Sulphur and Inheritance of Cancer
• COMPOUNDS of sulphur, containing the sulfhydryl (SH) group are found in the body, and a discussion is raised in Science by Dr. F. S. Hammett, whether cancer does not represent increased susceptibility to substances of this kind, which promote cell growth, even of an unhealthy kind. Some of these compounds evidently grow hair; and in rabbits the amount of one such chemical, which appears to regulate the body size and weight, is regulated by heredity—like cancer risks.’

Cosmic Rays Are Electrified Particles
• FOR years an argument was carried on among scientists, as to whether “cosmic ray” effects are due to very short waves, much shorter than X-rays, or to electrified particles striking the air with great force. Dr. R. A. Millikan, who upheld the former idea, has been converted by measurements to the latter.
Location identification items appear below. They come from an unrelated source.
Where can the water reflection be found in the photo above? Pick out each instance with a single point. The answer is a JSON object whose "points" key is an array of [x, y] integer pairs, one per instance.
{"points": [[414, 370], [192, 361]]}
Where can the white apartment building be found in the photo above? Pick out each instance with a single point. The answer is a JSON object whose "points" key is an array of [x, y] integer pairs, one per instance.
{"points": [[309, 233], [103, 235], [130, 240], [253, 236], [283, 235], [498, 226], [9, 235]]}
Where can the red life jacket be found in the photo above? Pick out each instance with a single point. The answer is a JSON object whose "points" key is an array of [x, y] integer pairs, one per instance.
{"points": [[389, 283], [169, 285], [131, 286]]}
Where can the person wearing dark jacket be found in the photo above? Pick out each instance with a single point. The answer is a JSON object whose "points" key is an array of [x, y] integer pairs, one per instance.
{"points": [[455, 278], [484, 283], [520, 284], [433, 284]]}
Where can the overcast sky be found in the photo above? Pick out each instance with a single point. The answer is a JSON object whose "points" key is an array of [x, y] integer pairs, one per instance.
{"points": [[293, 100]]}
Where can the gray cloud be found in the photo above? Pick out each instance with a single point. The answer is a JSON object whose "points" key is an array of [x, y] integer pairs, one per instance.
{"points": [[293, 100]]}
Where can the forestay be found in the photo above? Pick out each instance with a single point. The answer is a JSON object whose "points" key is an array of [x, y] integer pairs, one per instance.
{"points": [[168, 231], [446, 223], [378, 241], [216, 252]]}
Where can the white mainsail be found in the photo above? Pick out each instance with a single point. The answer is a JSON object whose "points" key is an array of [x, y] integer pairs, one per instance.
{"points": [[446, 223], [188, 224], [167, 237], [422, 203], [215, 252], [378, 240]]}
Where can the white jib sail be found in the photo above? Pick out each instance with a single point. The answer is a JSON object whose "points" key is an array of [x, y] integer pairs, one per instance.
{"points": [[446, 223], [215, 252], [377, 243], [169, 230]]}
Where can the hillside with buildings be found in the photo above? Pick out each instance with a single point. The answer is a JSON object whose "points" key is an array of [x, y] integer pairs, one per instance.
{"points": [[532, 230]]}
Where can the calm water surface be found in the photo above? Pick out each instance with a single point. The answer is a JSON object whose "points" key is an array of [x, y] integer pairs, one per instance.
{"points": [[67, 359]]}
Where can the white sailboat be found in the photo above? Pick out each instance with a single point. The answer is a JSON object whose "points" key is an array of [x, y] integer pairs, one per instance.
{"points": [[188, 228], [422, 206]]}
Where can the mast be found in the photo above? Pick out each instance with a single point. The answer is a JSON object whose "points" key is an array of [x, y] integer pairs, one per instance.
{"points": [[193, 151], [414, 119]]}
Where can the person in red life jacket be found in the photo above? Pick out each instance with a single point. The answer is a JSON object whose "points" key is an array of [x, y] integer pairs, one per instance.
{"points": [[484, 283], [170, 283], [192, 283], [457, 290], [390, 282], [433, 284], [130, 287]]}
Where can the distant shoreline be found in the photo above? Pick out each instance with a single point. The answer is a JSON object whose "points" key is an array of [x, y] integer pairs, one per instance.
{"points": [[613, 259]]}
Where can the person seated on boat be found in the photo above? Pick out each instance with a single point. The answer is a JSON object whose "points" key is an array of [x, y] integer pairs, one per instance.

It has been shown that the “rays” are attracted magnetically toward the earth’s poles and, since the earth’s field is irregular, more to the Asian than the American side of the earth.

Trees Keep Cool in the Hottest Weather
• DURING a great heat wave, a botanist inserted electric thermometers at different depths in a tree trunk. While the air outside was 110 degrees, for days, the tree heart was at a temperature of 60. The space between bark and fresh wood, where the tree’s growth is taking place, was 15 to 18 degrees below atmospheric temperature. The inner temperature rose while the air was cooling, and down as the day became hotter. It unquestionably has some relation to the tree’s life processes.

Radio Fading Followed Solar Explosions
• OUR January issue discussed the question, raised by astronomers and physicists, as to fading of short-wave radio signals, at 54-day intervals, last year, and whether it could be due to the sunspots. It was found that on such a day there was a sudden violent outburst of heated hydrogen gas from the sun, rising thousands of miles in twenty minutes; followed by radio fading. This was probably due to the ionization of the upper air by ultraviolet light, which was absorbed there completely.

Noxious Plant Undertakes to Disguise Itself
• WHILE scientists sit up nights figuring out ways to fight disease germs, it sometimes seems the germs are figuring out ways to beat the scientists; and germs can go through a few million generations of evolution while man accomplishes one. Then, too, that plant villain, Poison Ivy, has probably read the papers and found that he is advertised by his three leaves. At least, poison ivy with five leaves is now discovered, to the confusion of the nature lovers who thus might be overtaken unawares.

1 comment
  1. Stephen says: December 6, 20116:40 am

    “Dr. Oscar Riddle, of the Carnegie Institution, remarking that the virus, of the “tobacco mosaic” disease is found to be a chemical with very large molecules, suggests that the human genes may be each one molecule, and therefore heredity, like disease, a chemical condition.” – Well, he was quite right, but it took about another twenty years to prove it.